Leitner: Wir hatten bis 16 Uhr Dienst, danach trainierte ich. Wir hatten nur einen Marsch, unsere Gruppe wurde schon besser behandelt.

Liegen Sie in Ihrer Planung zurück?

Leitner: Wir waren fünf Wochen in Gratkorn, das wusste ich im Vorfeld. Die Trainingsstunden hatte ich bereits, ein Defizit tat sich keines auf, das haben wir so gesteuert. Die Stunden wurden zurückgeschraubt, dafür war alles ein bisschen intensiver, das funktionierte.

Wo sehen Sie sich jetzt? Immerhin sind Sie Juniorenweltmeister.

Leitner: Es ging heuer viel weiter, vor allem im Schießen. Ich treffe 90 Prozent der Scheiben und damit deutlich mehr als im Vorjahr, da waren es vielleicht 80.

Ihm gehört laut Experten die Zukunft: Felix Leitner.
- gepa osterauer

Mit Ricco Groß haben Sie einen mehrfachen deutschen Olympiasieger und Weltmeister als Gruppentrainer an Ihrer Seite.

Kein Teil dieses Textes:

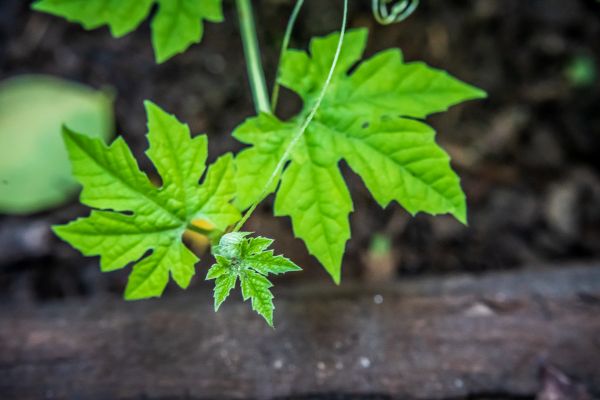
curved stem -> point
(302, 128)
(256, 76)
(284, 46)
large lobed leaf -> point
(176, 25)
(133, 216)
(367, 117)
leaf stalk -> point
(256, 75)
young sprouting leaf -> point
(133, 216)
(176, 25)
(247, 259)
(367, 117)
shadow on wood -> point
(425, 339)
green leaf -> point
(134, 215)
(367, 118)
(256, 288)
(176, 25)
(34, 168)
(223, 286)
(247, 258)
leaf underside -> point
(368, 118)
(176, 25)
(133, 217)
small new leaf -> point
(133, 216)
(368, 118)
(247, 259)
(176, 25)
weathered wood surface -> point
(422, 339)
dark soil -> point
(527, 154)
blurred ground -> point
(527, 154)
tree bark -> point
(423, 339)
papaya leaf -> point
(132, 216)
(368, 117)
(247, 259)
(176, 25)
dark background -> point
(527, 155)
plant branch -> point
(303, 127)
(284, 46)
(256, 76)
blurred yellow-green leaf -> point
(35, 173)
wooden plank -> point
(422, 339)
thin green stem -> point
(202, 231)
(284, 45)
(302, 128)
(256, 76)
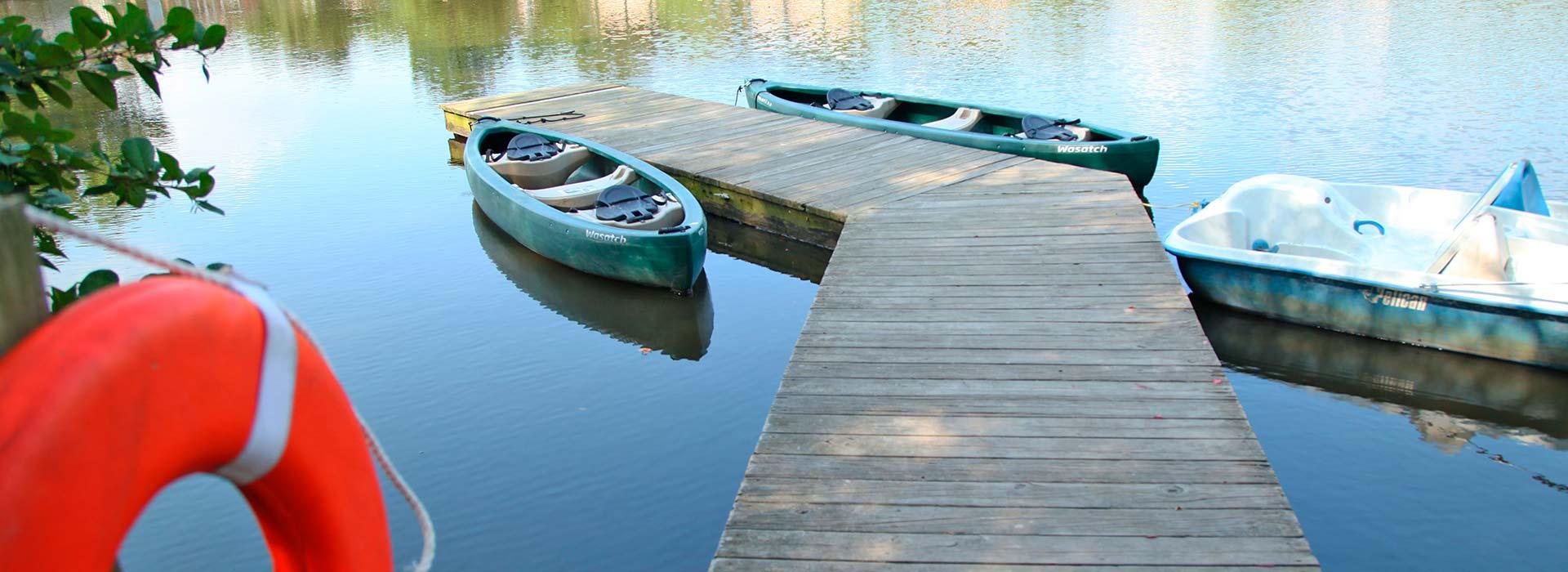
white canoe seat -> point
(584, 193)
(850, 102)
(541, 172)
(1477, 251)
(960, 121)
(629, 208)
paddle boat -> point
(673, 324)
(587, 206)
(1510, 399)
(1051, 138)
(1472, 273)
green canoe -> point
(1049, 138)
(587, 206)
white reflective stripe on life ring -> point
(274, 395)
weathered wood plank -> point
(761, 565)
(1009, 427)
(1010, 471)
(1012, 447)
(927, 404)
(1021, 494)
(1098, 372)
(995, 549)
(1013, 521)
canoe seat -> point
(1477, 251)
(1037, 127)
(659, 212)
(850, 102)
(960, 121)
(541, 172)
(582, 194)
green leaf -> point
(172, 167)
(212, 38)
(68, 41)
(148, 76)
(57, 93)
(96, 281)
(52, 56)
(60, 298)
(99, 87)
(140, 154)
(180, 24)
(88, 27)
(52, 199)
(24, 92)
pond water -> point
(518, 399)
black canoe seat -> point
(625, 204)
(841, 99)
(855, 104)
(1037, 127)
(530, 148)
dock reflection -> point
(1448, 397)
(678, 326)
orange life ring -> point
(138, 386)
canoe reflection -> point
(678, 326)
(1450, 397)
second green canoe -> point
(1013, 132)
(587, 206)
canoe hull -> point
(1399, 315)
(671, 261)
(1133, 159)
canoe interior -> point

Leitner: Alles ist mit ihm länger und intensiver, aber für mich war das nicht so ein Unterschied. Ich war schon früher auf dieser Linie.

Wie geht es Ihrem rechten Zeigefinger, der ja für den Gewehrabzug zuständig ist und dessen Entzündung viel Zeit in Anspruch nahm? Nach einer Operation stand die sportliche Zukunft sogar eine Zeit lang auf der Kippe.

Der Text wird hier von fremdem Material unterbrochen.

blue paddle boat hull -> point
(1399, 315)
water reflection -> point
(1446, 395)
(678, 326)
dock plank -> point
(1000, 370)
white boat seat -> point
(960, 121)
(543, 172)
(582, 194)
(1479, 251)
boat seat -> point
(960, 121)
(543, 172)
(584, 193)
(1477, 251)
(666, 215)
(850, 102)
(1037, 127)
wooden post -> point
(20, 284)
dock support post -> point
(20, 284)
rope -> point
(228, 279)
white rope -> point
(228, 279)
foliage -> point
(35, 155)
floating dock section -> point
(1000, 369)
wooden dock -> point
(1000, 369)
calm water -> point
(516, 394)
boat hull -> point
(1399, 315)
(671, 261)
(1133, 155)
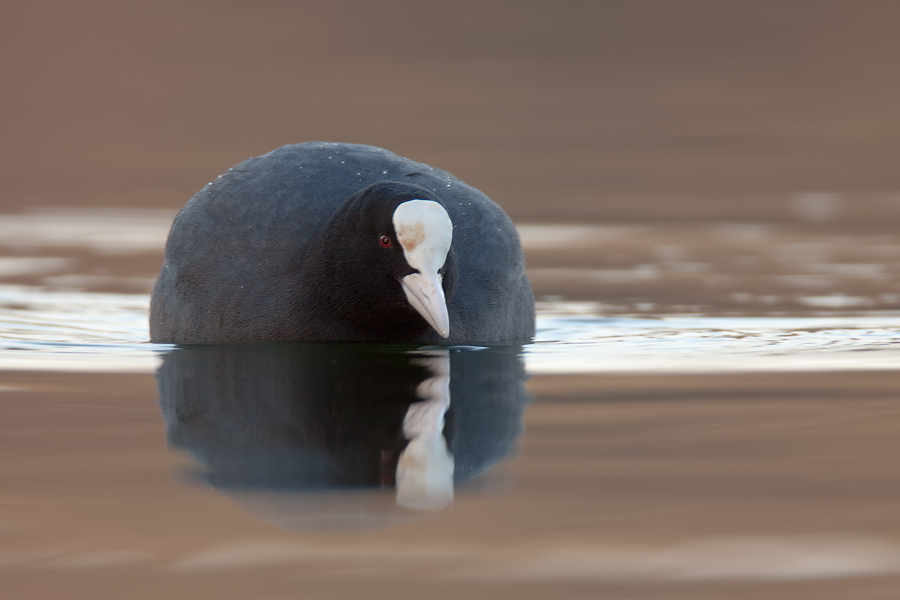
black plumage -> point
(281, 248)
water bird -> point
(341, 242)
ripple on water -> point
(102, 332)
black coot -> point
(341, 242)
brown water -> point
(708, 199)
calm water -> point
(706, 411)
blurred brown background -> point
(563, 110)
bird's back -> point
(235, 252)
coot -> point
(341, 242)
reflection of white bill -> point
(425, 467)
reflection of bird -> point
(338, 242)
(338, 416)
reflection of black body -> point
(319, 416)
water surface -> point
(708, 442)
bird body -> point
(325, 242)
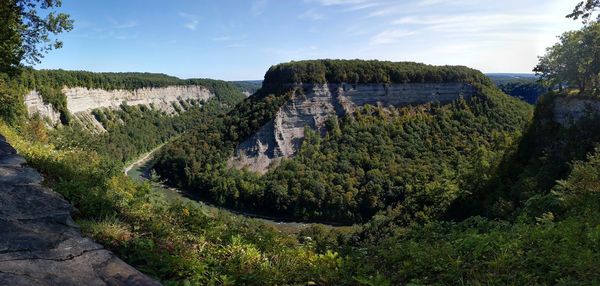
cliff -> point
(312, 104)
(40, 244)
(82, 101)
(568, 110)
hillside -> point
(402, 135)
(523, 86)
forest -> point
(528, 87)
(481, 191)
(369, 161)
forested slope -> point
(415, 158)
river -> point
(140, 169)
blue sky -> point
(236, 40)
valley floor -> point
(139, 170)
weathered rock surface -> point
(312, 104)
(82, 101)
(35, 105)
(568, 110)
(39, 242)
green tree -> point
(574, 60)
(26, 30)
(585, 11)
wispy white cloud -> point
(123, 25)
(390, 36)
(221, 39)
(258, 7)
(338, 2)
(191, 21)
(351, 5)
(311, 14)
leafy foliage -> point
(573, 61)
(25, 33)
(359, 71)
(417, 159)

Leitner: Leider nicht gut. Ich kann ihn bewegen, bin aber sensibel. Repetieren muss ich mit dem Mittelfinger.

Weiß man schon, weshalb ein Keim solche Auswirkungen haben kann?

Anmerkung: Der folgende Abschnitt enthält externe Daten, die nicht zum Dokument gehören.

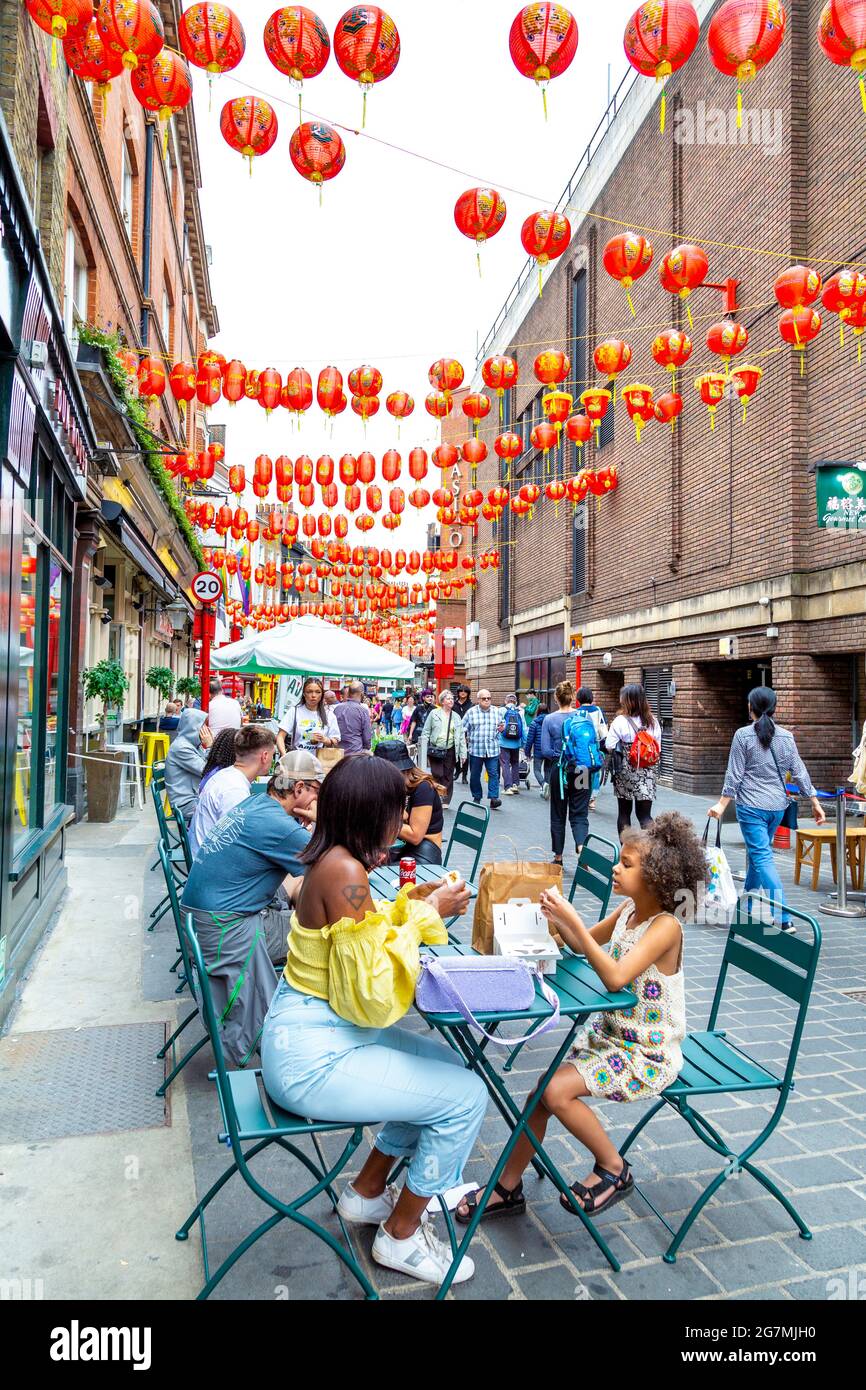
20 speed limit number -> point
(207, 587)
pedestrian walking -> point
(462, 706)
(533, 749)
(762, 754)
(481, 729)
(570, 752)
(635, 741)
(442, 745)
(512, 734)
(585, 702)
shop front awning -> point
(136, 548)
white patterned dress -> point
(631, 1054)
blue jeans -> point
(474, 776)
(758, 829)
(319, 1065)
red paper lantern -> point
(163, 85)
(366, 467)
(841, 34)
(798, 327)
(366, 46)
(438, 405)
(89, 57)
(545, 236)
(391, 466)
(298, 45)
(209, 384)
(659, 38)
(330, 389)
(626, 257)
(667, 407)
(317, 152)
(298, 391)
(552, 367)
(747, 380)
(249, 125)
(711, 388)
(480, 213)
(152, 377)
(683, 270)
(797, 287)
(726, 339)
(542, 43)
(476, 406)
(640, 406)
(270, 388)
(131, 28)
(742, 38)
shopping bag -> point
(503, 879)
(720, 893)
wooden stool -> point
(809, 845)
(150, 742)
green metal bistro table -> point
(385, 881)
(580, 994)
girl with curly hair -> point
(627, 1054)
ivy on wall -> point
(110, 346)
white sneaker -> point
(367, 1211)
(423, 1255)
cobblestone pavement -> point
(741, 1247)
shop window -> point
(75, 284)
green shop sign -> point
(840, 489)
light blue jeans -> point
(317, 1065)
(758, 829)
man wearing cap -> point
(239, 891)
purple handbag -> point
(483, 984)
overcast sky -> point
(380, 274)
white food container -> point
(521, 933)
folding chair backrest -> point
(209, 1015)
(470, 830)
(786, 963)
(594, 873)
(175, 911)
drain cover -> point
(81, 1082)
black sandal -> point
(622, 1184)
(513, 1203)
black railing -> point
(583, 164)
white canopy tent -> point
(310, 647)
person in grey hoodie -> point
(185, 762)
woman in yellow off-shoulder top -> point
(330, 1050)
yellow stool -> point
(154, 751)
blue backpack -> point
(580, 745)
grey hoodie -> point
(185, 763)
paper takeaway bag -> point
(503, 879)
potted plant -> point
(189, 687)
(106, 683)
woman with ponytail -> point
(761, 756)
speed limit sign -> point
(207, 587)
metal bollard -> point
(837, 904)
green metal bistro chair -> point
(715, 1066)
(186, 982)
(470, 830)
(594, 873)
(250, 1123)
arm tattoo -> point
(356, 894)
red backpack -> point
(644, 749)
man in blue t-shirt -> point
(239, 891)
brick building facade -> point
(712, 534)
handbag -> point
(473, 984)
(788, 819)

Leitner: So etwas kann jedem passieren. Ich habe mich ganz winzig geschnitten, dann hieß es: Sehnenscheidenentzündung. Ich nahm Schmerztabletten, aber nach drei Wochen war der Finger fett und ich konnte nicht mehr schlafen. Im Krankenhaus Hall musste ich sofort operieren, dann hoffte ich ...

Ist alles, wie es war?

Leitner: In manchen Fällen passiert es, dass der Finger wieder ganz funktionstüchtig ist, bei mir eben nicht. Aber im Training sah ich: Ich treffe, der Finger schaut halt anders aus. Beim Schießen bin ich voll dabei, beim Anschub umfasst man den Stecken ohnehin nicht richtig. Kälte ist zum Glück kein Problem.

Dachten Sie vorübergehend ans Karriereende?

Leitner: Kurz vor und nach der Operation – als ich sah, dass nichts weitergeht.

Bei den Olympischen Winterspielen 2018 mussten Sie zuhause bleiben. Eine schmerzhafte Erfahrung?

Leitner: Die habe ich gleich einmal verdaut, schon ein paar Tage darauf war ich Europameister. Ich wäre für Olympia zwar klar der fünfte Mann gewesen, aber zwei wurden vorgereiht, das war ein wenig überraschend. Aber es war dann halt so.

Wie ist es mit den Alten wie Simon Eder, Dominik Landertinger oder Julian Eberhard im Team? Was ist heuer möglich?

Leitner: Total freundschaftlich, man schaut sich viel ab. Vor allem beim Schießen. Unglaublich, wie konsequent sie dabei auf die Zeit schauen. In der Staffel bin ich der vierte Mann, da ist heuer sicherlich viel möglich. Aber ich will die Trainingsleistung endlich einmal auch im Einzel-Rennen umsetzen, die Top Ten sind ein Ziel für mich.